In the meantime, airlines have quickly responded to the court order.

Qatar Airways, which services many of the predominantly Middle Eastern countries barred by Trump, announced that it had been directed by U.S. Customs and Border Protection to board nationals with valid documents from Syria, Libya, Iraq, Iran, Somalia, Sudan and Yemen.

The airline also noted:

"All refugees seeking admission presenting a valid, unexpired U.S. visa or Lawful Permanent Resident (LPR) card (Green Card) will be permitted to travel to the United States and will be processed accordingly upon arrival."

But Qatar Airways wasn't the only airline to release such an announcement Saturday. Lufthansa, Germany's largest airline, announced that on the basis of the federal court ruling it would also permit the affected travelers to fly to the U.S.

"However," Lufthansa was careful to note, "short notice changes to the immigration regulations may occur at any time. The final decision regarding immigration lies with the US authorities."

In Cairo, airport authorities received a notification Saturday from U.S. officials that they should also halt the enforcement of Trump's travel ban. And Reuters reports that Emirates and Etihad Airways said Saturday they would do so, as well.

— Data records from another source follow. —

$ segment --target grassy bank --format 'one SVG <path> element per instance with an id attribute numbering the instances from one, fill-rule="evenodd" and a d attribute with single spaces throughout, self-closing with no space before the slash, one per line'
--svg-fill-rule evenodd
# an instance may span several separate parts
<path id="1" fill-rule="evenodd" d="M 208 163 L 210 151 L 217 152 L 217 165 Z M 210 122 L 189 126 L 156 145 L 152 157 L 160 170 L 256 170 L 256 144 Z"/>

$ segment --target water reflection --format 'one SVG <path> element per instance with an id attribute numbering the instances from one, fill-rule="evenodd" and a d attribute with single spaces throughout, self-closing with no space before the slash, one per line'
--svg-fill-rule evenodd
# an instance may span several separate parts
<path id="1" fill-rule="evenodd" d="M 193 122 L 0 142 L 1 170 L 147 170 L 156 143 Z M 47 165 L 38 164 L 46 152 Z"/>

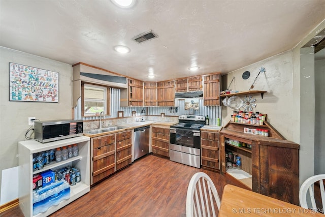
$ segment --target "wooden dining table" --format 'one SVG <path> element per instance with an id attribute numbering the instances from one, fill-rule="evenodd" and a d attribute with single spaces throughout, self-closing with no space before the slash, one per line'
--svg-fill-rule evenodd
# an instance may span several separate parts
<path id="1" fill-rule="evenodd" d="M 223 188 L 219 217 L 319 216 L 325 215 L 231 184 Z"/>

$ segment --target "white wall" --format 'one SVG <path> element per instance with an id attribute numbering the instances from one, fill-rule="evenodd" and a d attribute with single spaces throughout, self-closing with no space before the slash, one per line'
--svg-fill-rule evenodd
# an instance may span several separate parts
<path id="1" fill-rule="evenodd" d="M 315 101 L 317 95 L 315 94 L 315 85 L 316 88 L 322 87 L 317 89 L 323 93 L 325 79 L 323 75 L 315 76 L 318 69 L 314 71 L 314 65 L 316 64 L 315 68 L 319 67 L 316 66 L 318 64 L 314 62 L 313 49 L 308 47 L 302 49 L 324 29 L 325 20 L 302 39 L 292 50 L 236 70 L 222 77 L 223 81 L 226 81 L 223 84 L 223 89 L 226 88 L 235 76 L 236 80 L 235 89 L 248 90 L 258 72 L 258 68 L 265 67 L 266 72 L 259 75 L 253 89 L 266 90 L 268 93 L 264 94 L 263 100 L 260 96 L 254 96 L 257 105 L 254 110 L 267 113 L 268 120 L 280 133 L 286 139 L 300 144 L 300 185 L 316 173 L 325 172 L 323 136 L 317 138 L 315 131 L 317 126 L 315 123 L 315 118 L 320 116 L 319 109 L 315 108 Z M 306 54 L 302 55 L 303 53 Z M 305 57 L 309 59 L 302 60 Z M 241 75 L 245 71 L 250 72 L 251 77 L 243 80 Z M 231 88 L 234 89 L 233 84 Z M 323 104 L 316 104 L 316 106 L 320 107 L 323 113 Z M 222 107 L 223 125 L 230 120 L 231 113 L 232 113 L 231 109 Z M 322 129 L 320 131 L 322 134 L 323 128 L 322 125 L 319 128 Z M 316 144 L 317 139 L 321 141 L 321 144 Z"/>
<path id="2" fill-rule="evenodd" d="M 58 72 L 58 103 L 10 101 L 9 63 Z M 18 142 L 25 140 L 25 134 L 30 127 L 28 125 L 28 117 L 42 120 L 71 118 L 72 67 L 0 47 L 0 171 L 2 171 L 18 165 Z"/>
<path id="3" fill-rule="evenodd" d="M 230 89 L 240 91 L 247 91 L 259 72 L 261 67 L 265 68 L 266 72 L 261 73 L 252 90 L 265 90 L 263 99 L 260 94 L 254 95 L 256 100 L 256 107 L 254 111 L 267 114 L 268 121 L 286 139 L 293 140 L 295 121 L 292 110 L 296 109 L 292 103 L 292 54 L 291 51 L 268 58 L 242 69 L 234 71 L 222 77 L 223 89 L 225 89 L 233 77 Z M 242 77 L 246 71 L 250 72 L 250 76 L 246 80 Z M 241 96 L 242 98 L 245 96 Z M 222 125 L 230 120 L 233 110 L 222 106 Z"/>
<path id="4" fill-rule="evenodd" d="M 325 49 L 325 48 L 323 48 Z M 314 174 L 325 174 L 325 59 L 315 61 Z"/>

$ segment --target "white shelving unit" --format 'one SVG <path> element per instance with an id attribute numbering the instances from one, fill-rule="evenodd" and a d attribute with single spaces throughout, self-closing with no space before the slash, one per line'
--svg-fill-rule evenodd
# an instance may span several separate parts
<path id="1" fill-rule="evenodd" d="M 81 136 L 55 142 L 41 143 L 35 140 L 18 142 L 18 174 L 19 206 L 25 216 L 32 214 L 32 176 L 49 169 L 54 171 L 66 166 L 75 167 L 80 171 L 81 181 L 71 186 L 70 198 L 63 200 L 56 206 L 49 208 L 47 211 L 36 216 L 48 216 L 69 203 L 81 197 L 90 190 L 90 138 Z M 41 151 L 78 144 L 79 156 L 59 163 L 52 162 L 44 165 L 41 170 L 33 171 L 32 154 Z"/>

Meanwhile, in the U.S., multiple media outlets report that CBP spoke with U.S. airlines on a conference call Friday, informing them that after the federal judge's ruling that it was "back to business as usual."

CNN adds: "The government was in the process of reinstating visas, the [airline] executive said, adding that airlines would start removing travel alerts from their websites and getting messages out to customers to notify them of the change."

On Friday, NPR's Rebecca Hersher reported that there have been differing accounts of how many visas, exactly, have been revoked since the executive order:

"The State Department said [Friday] 'roughly 60,000 individuals' visas were provisionally revoked' as a result of Trump's Jan. 27 executive order barring refugees from seven countries.

"That number is considerably lower than the number given by a Justice Department attorney, who said today in federal court in Virginia that 100,000 visas were revoked as a result of the order, as Carmel Delshad of NPR station WAMU reported."

Beyond the case brought by the states of Minnesota and Washington, three other states — Massachusetts, New York and Virginia — have also sued the federal government over Trump's executive order.